Industry and Advocacy Groups Take Sides
Spencer Kamps, vice president of the Home Builders Association of Central Arizona, said the solar map functions as a presumptive highest and best use designation for solar projects.
"In the absence of a similar map for other industries, some might say the solar map is serving functionally as a 'presumptive highest and best use map,' which gives solar a 'rebuttable presumption' of highest and best use in each part indicated in green," Kamps said in prepared comments.
Conservation groups oppose the bill. Sandy Bahr, director of the Grand Canyon Chapter of the Sierra Club, called the proposal punitive toward solar.

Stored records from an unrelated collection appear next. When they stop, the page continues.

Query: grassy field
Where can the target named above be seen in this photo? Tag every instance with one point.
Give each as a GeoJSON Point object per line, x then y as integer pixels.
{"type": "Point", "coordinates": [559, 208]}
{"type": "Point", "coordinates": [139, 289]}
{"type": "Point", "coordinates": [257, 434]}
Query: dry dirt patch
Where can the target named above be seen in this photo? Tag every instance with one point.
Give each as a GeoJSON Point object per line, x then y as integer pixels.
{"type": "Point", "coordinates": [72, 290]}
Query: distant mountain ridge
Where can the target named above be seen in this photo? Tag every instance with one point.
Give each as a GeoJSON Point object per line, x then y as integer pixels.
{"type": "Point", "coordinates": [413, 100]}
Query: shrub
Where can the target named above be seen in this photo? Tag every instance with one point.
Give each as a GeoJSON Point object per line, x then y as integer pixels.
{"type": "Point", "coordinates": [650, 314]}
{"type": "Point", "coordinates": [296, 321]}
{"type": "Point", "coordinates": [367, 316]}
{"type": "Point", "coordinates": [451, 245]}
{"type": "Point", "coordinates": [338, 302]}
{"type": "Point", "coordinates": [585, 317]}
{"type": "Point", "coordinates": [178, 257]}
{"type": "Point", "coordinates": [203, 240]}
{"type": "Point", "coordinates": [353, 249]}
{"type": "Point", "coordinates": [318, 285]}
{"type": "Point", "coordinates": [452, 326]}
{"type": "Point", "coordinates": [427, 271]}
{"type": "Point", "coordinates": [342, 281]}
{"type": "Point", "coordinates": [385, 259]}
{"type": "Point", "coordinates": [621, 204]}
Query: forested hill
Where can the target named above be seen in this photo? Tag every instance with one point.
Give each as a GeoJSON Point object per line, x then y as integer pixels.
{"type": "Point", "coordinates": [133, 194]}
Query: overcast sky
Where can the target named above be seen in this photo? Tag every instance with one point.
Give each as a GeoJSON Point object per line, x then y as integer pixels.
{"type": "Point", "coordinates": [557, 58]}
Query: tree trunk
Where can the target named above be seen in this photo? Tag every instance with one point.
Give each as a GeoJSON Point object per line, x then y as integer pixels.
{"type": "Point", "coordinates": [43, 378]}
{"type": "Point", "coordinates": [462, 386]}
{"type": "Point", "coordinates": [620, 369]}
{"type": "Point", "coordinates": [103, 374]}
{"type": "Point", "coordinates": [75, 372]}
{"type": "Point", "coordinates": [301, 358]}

"It does single out solar in a punitive way," Bahr said.
Jodi Liggett, a lobbyist for Chispa Arizona, a program of the League of Conservation Voters, said HB 2975 "removes a useful planning tool."
The Pinal County Flashpoint
The debate centers in part on an 8,100-acre solar project planned on state land near Florence Junction in Pinal County. Heap said the project sits directly in the path of housing development.
"They want to put all these solar fields out in Pinal County. That's definitely in the line of housing development," Heap said.
The Pinal County Board of Supervisors unanimously rejected the project.
What Happens Next
HB 2975 is now in the Arizona Senate. If it passes and receives the governor's signature, it would reshape how the state evaluates its land holdings for decades to come.
Arizona received approximately 10 million acres of land from the federal government upon statehood in 1912. About 8 million acres remain designated for K-12 education funding. The state can sell or lease these lands for residential development, mining, grazing, and energy projects.
The constitutional requirement is that state lands be managed for their "highest and best use" to maximize financial returns for the trust.
The Senate vote on HB 2975 will determine whether solar projects retain their planning advantage or whether the state adopts a more even-handed mapping approach across industries.